As far as I can tell, Chicago Ideas Week has one main goal: to get people talking. And boy, is it working.
Last night I attended a panel discussion between New York City Mayor Michael Bloomberg, Chicago Mayor Rahm Emanuel and Atlanta Mayor Kasim Reed. Pulitzer Prizewinning New York Times columnist Thomas Friedman moderated the talk. The self-professed "frustrated optimist" started with a lecture about how the U.S. was not living up to its potential. In this "hyperconnected" world, said Friedman, "You are literally competing against people ... in Shanghai ... people who don't just do their job, but people who reinvent their job."
Friedman pointed out that when he wrote The World Is Flat in 2004, Facebook was still just a start-up and "for most people, Skype was just a typo." In seven years, those two companies, along with Twitter, YouTube, Groupon, Kickstarter and dozens of other technological tools have reinvented the way we live. The world is changing at such an uncommonly fast pace, that at times it can be hard to keep up. This led me to the first idea I had at Chicago Ideas Week:
Idea No. 1: By the time you're done reading this, someone will have already invented something new.
Someone will have applied for the job you want. Someone will have pitched your ideas. Someone out there is ready to take your spot in line. I think Reed said it best when he talked about Atlanta's reaction to the recent recession. "We were such a go-go city, we were the fastest growing metropolitan area for almost a decade," he said. "Suddenly losing 50,000 construction jobs has been a shock to us." What's happening in Atlanta is also what's happening all over the U.S. These past few years have been a very rude, very unpleasant shock to most Americans. We can't ignore it anymore.
Idea No. 2: We feel poorer. Some of us actually are poorer.
Median income in the U.S. is falling. According to the U.S. Census Bureau, between June 2009 and June '11, inflation-adjusted income fell 6.7% (it had already fallen 3.2% during the two years before that). "America has always been about the future," said Bloomberg. "Even if you weren't a great success, you could work hard so that your children could become a great success. Now I don't know if that's true anymore."

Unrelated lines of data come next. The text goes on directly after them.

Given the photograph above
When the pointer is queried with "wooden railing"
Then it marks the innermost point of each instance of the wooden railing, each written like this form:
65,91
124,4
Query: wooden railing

This feeling that we can barely keep our head above water financially is what's driving the Occupy Wall Street protests across the country. "The income gap between the rich and the poor is ripping this country apart," said Emanuel. "There are right and wrong answers to this," said Reed. In the coming months, the Occupy Wall Street protests will probably grow louder and more organized; last weekend, the Chicago chapter voted on a 12-point platform that it wants Washington to adopt. The mayors didn't comment on protesters' individual demands last night, but they were sympathetic to their frustrations. "We need a fight," said Reed. "Let's get this over with."
Idea No. 3: We still have to take out the garbage.
Emanuel is really interested in garbage. "I take it out at home, and now I'm going to pick it up all over the city," he quipped. But he has a point. We can opine on big-picture topics like job creation and education reform all we want, but we still have to take out the trash, police the streets and make sure our cities' buses and trains run smoothly. A mayor's job is to make his or her town a pleasant place to live. The rest of us just need to stay organized, return e-mails promptly, pay our bills on time and call our parents on their birthdays. We may have some big problems to tackle, but the little things are still important too.